The World of Women in Classical Music

The World of Women in Classical Music

The World of Women in Classical Music

The World of Women in Classical Music

Excerpt

Since Eve piped a tune on a hollow reed, women have been performing music. From earliest recorded history women have been writing music. Between the two disciplines it is logical to assume that women also conducted music and wrote historical references about it.

All through the ages, creative women have made valuable contributions to the esoteric world of music. As civilizations, cultures and social mores changed, much information on these ladies became buried during—there is no other way to phrase it—centuries of male domination. As women re-establish more equal roles in modern society, much research is being done in the sphere of feminine musicology with most enlightening results.

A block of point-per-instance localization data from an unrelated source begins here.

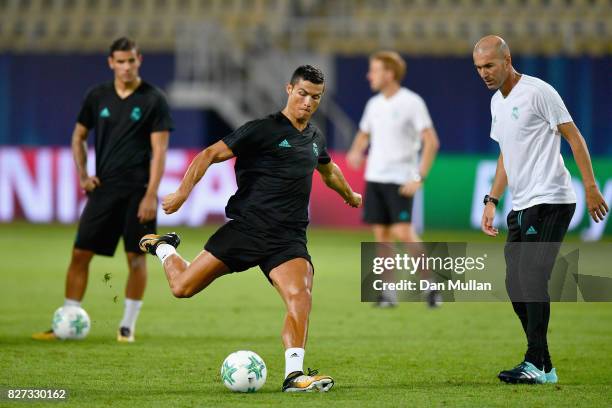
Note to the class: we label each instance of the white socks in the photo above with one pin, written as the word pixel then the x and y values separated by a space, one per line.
pixel 71 302
pixel 130 313
pixel 163 251
pixel 294 360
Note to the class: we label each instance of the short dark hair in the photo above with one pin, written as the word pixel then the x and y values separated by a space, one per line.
pixel 307 73
pixel 123 44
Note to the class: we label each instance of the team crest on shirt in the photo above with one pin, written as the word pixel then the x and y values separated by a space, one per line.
pixel 136 114
pixel 515 112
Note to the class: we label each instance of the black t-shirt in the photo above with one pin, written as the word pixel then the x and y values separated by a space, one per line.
pixel 123 130
pixel 274 167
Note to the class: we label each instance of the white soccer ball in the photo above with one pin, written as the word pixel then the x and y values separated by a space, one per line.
pixel 243 371
pixel 71 323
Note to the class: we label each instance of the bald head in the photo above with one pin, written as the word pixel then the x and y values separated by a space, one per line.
pixel 492 44
pixel 493 62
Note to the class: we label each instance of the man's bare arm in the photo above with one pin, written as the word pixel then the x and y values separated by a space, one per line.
pixel 79 152
pixel 333 178
pixel 215 153
pixel 595 202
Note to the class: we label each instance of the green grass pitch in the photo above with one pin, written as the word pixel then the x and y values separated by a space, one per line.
pixel 408 356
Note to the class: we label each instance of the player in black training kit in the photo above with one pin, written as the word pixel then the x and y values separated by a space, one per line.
pixel 131 121
pixel 275 160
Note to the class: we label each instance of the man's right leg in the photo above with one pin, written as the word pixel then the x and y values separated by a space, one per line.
pixel 78 273
pixel 293 281
pixel 185 279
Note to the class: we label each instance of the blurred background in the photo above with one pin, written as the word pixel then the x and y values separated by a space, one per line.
pixel 223 62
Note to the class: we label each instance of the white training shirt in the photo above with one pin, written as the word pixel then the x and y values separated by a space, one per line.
pixel 525 125
pixel 394 125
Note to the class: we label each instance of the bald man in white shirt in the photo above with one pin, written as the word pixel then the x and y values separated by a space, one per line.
pixel 528 120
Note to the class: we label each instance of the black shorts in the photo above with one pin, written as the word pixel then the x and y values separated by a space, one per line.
pixel 385 205
pixel 109 214
pixel 240 250
pixel 534 239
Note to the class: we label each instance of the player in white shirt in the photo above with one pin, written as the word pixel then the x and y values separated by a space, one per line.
pixel 528 120
pixel 395 126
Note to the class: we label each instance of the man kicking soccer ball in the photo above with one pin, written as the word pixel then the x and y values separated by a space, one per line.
pixel 276 158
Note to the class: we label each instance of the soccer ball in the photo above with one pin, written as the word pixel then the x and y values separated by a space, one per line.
pixel 243 371
pixel 71 323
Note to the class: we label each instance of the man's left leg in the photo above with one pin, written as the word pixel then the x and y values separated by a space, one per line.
pixel 293 281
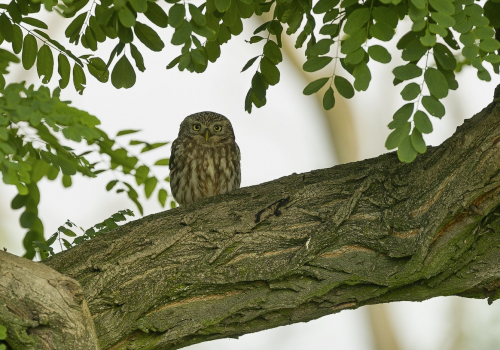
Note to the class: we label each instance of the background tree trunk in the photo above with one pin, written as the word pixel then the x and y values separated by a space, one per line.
pixel 301 247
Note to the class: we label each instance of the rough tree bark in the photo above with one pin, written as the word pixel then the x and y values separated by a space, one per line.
pixel 41 308
pixel 301 247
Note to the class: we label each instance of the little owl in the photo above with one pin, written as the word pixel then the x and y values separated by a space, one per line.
pixel 205 159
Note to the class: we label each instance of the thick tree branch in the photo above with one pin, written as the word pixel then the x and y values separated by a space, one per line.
pixel 301 247
pixel 41 308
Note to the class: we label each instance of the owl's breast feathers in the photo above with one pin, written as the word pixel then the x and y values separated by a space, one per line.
pixel 198 171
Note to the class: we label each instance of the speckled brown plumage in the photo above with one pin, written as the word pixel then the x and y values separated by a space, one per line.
pixel 204 160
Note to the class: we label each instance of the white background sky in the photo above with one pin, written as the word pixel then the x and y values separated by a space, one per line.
pixel 287 135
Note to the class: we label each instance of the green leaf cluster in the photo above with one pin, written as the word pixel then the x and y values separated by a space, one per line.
pixel 267 73
pixel 440 29
pixel 45 248
pixel 34 125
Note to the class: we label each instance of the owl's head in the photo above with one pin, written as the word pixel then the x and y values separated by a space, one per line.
pixel 208 128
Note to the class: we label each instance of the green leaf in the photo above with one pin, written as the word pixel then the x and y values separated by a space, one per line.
pixel 30 49
pixel 14 12
pixel 483 32
pixel 382 31
pixel 422 122
pixel 322 47
pixel 406 152
pixel 433 106
pixel 418 142
pixel 355 57
pixel 436 82
pixel 176 14
pixel 356 20
pixel 197 15
pixel 410 91
pixel 379 53
pixel 324 5
pixel 414 51
pixel 437 29
pixel 258 86
pixel 162 197
pixel 316 63
pixel 492 12
pixel 76 25
pixel 273 52
pixel 385 14
pixel 489 45
pixel 314 86
pixel 141 174
pixel 444 6
pixel 249 63
pixel 150 186
pixel 395 137
pixel 213 51
pixel 164 161
pixel 79 79
pixel 328 99
pixel 27 219
pixel 362 77
pixel 98 68
pixel 126 17
pixel 344 87
pixel 34 22
pixel 91 40
pixel 156 15
pixel 111 184
pixel 442 19
pixel 17 39
pixel 148 37
pixel 354 41
pixel 45 63
pixel 123 75
pixel 270 73
pixel 444 56
pixel 6 28
pixel 64 70
pixel 428 39
pixel 139 5
pixel 137 56
pixel 407 72
pixel 181 34
pixel 222 5
pixel 330 29
pixel 19 201
pixel 126 132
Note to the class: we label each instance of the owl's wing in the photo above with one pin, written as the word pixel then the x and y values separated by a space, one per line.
pixel 175 147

Discoveries of important women in music range from as far back as Mesopotamia and the PrincessPriestess Enheduanna (c 2500 BC)—believed to be the first woman to leave written records—to the egalitarian societies of ancient Egypt and Greece, especially Sparta and Lesbos where the great lyric poet Sappho penned immortal odes around the turn of the 6th century, to the cloisters of the Dark and Middle Ages when the visionary Hildegard of Bingen (1098–1179), wrote literature, poetry, history, music and texts on medieval medicine. The 1990s witnessed a remarkable surge of recognition and popularity of this original "Superwoman," resulting in the flowering of von Bingen societies, books, theses, dissertations, CDs of her chants, and worldwide celebrations of the nine hundredth year of her birth, 1998.

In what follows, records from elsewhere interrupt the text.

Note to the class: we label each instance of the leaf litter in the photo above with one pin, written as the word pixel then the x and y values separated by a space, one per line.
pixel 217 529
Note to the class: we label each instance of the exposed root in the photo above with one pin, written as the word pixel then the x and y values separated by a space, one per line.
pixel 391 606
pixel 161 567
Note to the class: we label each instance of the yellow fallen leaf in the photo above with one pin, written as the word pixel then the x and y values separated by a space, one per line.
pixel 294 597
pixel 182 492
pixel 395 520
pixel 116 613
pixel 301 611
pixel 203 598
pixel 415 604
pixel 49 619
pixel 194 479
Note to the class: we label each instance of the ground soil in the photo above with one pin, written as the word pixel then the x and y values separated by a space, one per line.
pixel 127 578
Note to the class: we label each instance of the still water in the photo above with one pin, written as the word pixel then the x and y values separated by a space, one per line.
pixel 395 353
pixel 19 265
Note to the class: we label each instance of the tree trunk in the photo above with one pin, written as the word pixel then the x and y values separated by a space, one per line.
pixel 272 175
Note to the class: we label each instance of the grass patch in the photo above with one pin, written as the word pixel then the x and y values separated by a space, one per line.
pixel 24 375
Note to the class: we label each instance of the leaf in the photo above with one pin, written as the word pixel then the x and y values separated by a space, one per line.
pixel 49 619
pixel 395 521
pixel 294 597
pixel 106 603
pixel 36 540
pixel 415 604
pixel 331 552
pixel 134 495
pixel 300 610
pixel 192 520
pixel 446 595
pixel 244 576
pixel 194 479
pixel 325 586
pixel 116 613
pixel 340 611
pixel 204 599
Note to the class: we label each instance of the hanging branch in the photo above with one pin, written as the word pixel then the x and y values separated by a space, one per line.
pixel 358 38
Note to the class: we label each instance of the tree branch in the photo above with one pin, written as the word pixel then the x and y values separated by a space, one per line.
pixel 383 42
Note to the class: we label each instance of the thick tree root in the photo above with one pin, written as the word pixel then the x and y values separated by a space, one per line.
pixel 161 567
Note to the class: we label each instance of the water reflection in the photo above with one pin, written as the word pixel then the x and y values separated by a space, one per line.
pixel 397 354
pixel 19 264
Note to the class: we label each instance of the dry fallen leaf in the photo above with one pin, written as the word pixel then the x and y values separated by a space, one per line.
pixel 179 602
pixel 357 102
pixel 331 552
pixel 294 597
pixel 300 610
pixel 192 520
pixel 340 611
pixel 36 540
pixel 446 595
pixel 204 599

In the next major societal era, the emergence of the renaissance, with its doctrine of freedom of expression, ironically marked the beginning of the decline of women's voices, figuratively and literally. Craftsmens' Guilds now barred women. (In 1321, there had been eight women in the thirty-seven member Paris Musicians' Guild). The Catholic Church, via the 1563 Council of Trent, forbade women to sing religious polyphonic music. While this edict was directed at nuns, there is ample evidence that many convents continued clandestine chorusing.

Despite these barriers, several names managed to make their mark in musical history during this period. Even the ill-fated Anne Boleyn (c 1507–36) composed a hymn in the Tower of London before losing her head. In Italy, then composed of city-states, the Duke of Ferrara established the first concerto delle donne (women's musical ensemble) in 1580, the success of which had the courts of Mantua, Florence and Venice vying with each other to also hire the finest female singers and musicians. Prominent women of the time were Maddalena Casulana (cl540–90) and Francesca Caccini (1587–1640), whose work crossed the bridge into the Baroque Period. Caccini was followed by Barbara Strozzi (1619–64), Antonia Bembo (1643–1715), and Elisabeth Claude Jacquet de la Guerre (1666–1729), the latter important enough to have France's Louis XIV strike a medal in her honor after her death.